Book Read Free

OF TIME AND THE RIVER

Page 56

by Thomas Wolfe


  "What!" the humorist exclaimed in mock astonishment. "You mean you left something behind! Why, you hardly ate enough to feed an elephant! You'll be getting all run down if you starve yourself this way!"--and the jester winked again, and the old women of his audience cackled aridly with appreciative laughter.

  "--Well, I know," the glutton said regretfully, "I just hated to see that good apple-pie go to waste--oh-h! I wish you could have tasted it, Mrs. Martin,--it was simply dee-licious--'What's the matter?' the girl says to me--the waitress, you know--'Don't you like your pie?--I'll go get you something else if you don't like it.'--Oh! yes--" with sudden recollection--"oh, yes! she says to me, 'How'd you like some ice cream?--You can have ice cream instead of pie,' she says, 'if you'd rather have it'--'Oh-h!' I said,"--spoken with a kind of gasp, the withered old hand upon the meagre stomach--"'Oh-h!' I says, 'I couldn't!'--She had to laugh, you know, I guess the way I said it. 'Well, you got enough?' she said. 'Oh-h!' I said,"--again the faint protesting gasp, "'if I ate another mouthful, I'd pop open! Oh-h!"--Well, it made her laugh, you know, the way I said it--'I'd pop open!' I said, 'I couldn't eat another mouthful!'--'Well, just so long as you got enough!' she says. 'We like to see everyone get enough. We want you to be satisfied,' she said. 'Oh-h!' I said," the faint protesting gasp again, "'not another mouthful, my dear! I couldn't!'--But, oh-h! Mrs. Martin, if you could have seen that apple-pie! It was dee-licious! I was sorry to see it go to waste!"

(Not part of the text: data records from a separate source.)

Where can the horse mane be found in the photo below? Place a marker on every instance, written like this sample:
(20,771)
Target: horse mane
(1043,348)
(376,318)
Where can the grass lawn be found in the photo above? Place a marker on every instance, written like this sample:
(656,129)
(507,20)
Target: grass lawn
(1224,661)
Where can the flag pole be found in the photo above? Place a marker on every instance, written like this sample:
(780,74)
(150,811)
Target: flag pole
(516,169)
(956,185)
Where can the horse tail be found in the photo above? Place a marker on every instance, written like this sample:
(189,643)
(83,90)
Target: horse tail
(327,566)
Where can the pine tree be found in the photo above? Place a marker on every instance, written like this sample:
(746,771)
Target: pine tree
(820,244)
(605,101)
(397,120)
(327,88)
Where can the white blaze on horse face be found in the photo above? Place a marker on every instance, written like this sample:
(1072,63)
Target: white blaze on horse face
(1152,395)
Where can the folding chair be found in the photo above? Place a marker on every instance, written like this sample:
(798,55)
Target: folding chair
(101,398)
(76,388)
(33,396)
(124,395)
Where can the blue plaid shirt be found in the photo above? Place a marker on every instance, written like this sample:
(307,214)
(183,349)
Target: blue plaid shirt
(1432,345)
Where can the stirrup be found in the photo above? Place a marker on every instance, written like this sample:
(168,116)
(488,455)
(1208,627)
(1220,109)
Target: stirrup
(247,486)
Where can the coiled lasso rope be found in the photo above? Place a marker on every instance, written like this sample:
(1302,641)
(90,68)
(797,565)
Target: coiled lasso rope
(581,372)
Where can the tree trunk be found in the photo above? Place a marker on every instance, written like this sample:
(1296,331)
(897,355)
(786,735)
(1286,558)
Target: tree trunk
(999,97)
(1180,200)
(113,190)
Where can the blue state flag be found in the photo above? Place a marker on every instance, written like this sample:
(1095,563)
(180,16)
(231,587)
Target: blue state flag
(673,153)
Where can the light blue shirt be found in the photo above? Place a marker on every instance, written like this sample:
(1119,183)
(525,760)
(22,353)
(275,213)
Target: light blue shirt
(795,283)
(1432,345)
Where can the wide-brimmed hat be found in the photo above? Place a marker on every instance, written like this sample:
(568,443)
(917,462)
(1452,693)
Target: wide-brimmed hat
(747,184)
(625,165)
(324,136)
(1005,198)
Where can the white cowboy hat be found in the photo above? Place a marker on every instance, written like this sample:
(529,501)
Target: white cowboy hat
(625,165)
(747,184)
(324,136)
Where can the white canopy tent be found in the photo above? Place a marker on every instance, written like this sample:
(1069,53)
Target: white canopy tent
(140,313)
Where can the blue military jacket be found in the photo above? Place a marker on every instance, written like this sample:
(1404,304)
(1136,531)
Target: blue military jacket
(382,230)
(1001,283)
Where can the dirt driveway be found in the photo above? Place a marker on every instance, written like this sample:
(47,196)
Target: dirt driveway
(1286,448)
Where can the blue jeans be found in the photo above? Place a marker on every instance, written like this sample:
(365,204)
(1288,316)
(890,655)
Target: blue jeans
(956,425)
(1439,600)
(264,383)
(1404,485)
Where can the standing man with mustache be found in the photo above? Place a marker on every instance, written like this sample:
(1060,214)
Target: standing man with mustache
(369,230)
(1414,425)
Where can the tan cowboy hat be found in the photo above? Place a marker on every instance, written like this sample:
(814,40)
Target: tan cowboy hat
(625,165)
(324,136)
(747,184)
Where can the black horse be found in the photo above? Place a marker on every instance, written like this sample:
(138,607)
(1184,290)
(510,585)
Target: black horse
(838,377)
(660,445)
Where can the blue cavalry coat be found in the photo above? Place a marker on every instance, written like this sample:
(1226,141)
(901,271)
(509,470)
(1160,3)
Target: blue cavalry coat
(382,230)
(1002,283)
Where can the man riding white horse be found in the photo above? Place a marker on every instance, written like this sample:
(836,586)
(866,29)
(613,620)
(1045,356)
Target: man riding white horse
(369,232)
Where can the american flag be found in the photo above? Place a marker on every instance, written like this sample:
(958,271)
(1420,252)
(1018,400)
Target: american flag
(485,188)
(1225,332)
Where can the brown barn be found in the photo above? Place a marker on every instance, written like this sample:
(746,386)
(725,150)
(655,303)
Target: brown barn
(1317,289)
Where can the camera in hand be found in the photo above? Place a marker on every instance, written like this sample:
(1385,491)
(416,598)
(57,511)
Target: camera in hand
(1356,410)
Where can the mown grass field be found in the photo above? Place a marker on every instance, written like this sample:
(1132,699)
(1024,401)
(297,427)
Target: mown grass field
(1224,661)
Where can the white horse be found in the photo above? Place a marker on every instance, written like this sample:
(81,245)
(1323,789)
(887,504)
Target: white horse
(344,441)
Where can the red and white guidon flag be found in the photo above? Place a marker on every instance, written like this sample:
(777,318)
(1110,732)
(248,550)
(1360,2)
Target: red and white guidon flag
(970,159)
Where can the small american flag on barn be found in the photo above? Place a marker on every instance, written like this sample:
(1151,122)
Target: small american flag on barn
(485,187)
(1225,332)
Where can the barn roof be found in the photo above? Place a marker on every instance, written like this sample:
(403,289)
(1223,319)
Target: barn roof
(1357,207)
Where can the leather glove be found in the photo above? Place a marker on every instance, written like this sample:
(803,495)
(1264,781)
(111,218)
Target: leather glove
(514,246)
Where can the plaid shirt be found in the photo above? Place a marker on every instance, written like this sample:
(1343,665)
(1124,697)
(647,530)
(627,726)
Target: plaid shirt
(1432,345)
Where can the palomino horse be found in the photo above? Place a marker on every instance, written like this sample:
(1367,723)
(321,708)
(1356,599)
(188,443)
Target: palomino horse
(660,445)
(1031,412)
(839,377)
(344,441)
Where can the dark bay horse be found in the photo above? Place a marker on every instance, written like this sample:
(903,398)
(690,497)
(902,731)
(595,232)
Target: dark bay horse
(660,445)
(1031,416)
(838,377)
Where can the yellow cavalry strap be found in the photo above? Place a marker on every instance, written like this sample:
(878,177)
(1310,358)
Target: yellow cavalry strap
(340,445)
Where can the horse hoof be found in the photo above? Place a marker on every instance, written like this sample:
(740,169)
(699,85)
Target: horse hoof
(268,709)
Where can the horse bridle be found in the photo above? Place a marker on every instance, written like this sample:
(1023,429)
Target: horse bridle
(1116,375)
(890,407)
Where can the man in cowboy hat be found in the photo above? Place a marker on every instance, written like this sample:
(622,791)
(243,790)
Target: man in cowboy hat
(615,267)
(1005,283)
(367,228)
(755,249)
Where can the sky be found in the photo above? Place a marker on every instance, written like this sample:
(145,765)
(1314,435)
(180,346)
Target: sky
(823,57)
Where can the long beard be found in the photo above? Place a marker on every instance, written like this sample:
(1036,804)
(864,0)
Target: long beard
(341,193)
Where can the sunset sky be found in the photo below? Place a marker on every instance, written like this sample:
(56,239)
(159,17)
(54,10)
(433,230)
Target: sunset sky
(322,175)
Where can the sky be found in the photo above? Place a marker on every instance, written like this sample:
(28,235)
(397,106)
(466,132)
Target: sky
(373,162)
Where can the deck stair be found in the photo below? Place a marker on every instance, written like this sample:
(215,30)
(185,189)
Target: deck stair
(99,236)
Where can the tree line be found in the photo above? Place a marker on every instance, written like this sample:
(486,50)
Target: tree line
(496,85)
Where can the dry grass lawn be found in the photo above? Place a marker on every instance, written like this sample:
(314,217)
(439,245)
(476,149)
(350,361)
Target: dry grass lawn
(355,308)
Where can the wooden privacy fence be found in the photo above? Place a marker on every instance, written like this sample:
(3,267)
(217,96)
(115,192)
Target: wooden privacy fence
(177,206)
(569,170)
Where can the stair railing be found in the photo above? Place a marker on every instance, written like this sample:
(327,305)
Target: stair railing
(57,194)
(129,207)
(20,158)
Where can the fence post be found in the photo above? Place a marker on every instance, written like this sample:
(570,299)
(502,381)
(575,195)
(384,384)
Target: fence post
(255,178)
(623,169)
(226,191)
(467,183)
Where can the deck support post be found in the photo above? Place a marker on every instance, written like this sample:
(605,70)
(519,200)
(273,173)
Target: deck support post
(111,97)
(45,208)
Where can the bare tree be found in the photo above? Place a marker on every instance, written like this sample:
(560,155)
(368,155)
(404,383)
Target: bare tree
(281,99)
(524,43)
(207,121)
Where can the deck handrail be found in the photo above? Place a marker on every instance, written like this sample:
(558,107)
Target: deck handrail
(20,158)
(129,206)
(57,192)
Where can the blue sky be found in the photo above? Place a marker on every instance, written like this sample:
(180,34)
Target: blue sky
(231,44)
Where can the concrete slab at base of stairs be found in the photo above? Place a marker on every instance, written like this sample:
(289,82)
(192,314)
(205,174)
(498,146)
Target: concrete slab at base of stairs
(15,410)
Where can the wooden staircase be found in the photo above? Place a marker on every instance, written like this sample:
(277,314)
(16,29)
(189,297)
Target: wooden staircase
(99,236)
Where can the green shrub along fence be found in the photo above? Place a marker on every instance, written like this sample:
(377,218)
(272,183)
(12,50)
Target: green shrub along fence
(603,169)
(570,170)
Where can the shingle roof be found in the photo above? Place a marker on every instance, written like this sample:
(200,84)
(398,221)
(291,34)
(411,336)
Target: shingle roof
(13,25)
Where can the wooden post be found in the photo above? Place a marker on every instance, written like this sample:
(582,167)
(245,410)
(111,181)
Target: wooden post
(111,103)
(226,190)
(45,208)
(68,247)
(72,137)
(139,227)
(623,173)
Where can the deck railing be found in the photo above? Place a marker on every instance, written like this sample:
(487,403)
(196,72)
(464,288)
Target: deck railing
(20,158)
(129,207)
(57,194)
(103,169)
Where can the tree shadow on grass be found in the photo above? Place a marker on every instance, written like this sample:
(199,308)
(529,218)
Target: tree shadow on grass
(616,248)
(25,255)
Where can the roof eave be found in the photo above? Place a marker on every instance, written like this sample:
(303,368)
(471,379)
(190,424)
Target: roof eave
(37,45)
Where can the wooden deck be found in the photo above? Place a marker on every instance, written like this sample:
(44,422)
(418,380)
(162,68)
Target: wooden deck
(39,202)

  "Well," said Mrs. Martin, rather tartly, obviously a little envious of the other's rich adventure--"we had a good meal here at the hotel, too. We had some celery and olives to start off with and then we had some good pea soup and after that we had roast beef and mashed potatoes--wasn't the roast beef we had tonight delicious, Doctor Withers?" she demanded of this arbiter of taste.

  "Well," he said, smacking his dry lips together drolly, "the only complaint I had to make was that they didn't bring me the whole cow. I had to ask George for a second helping. . . . Yes, sir, if I never fare any worse than that I'll have no kick--it was a very good piece of beef--well-cooked, tender, very tasty," he said with a dry, scientific precision, and again he smacked his leathery lips together with an air of relish.

  "--Well, I thought so, too," said Mrs. Martin, nodding her head with satisfaction at this sign of his agreement "--I thought it was delicious--and then," she went on reflectively, "we had a nice lettuce and tomato salad, some biscuit tortoni and, of course," she concluded elegantly, "the demy-tassy."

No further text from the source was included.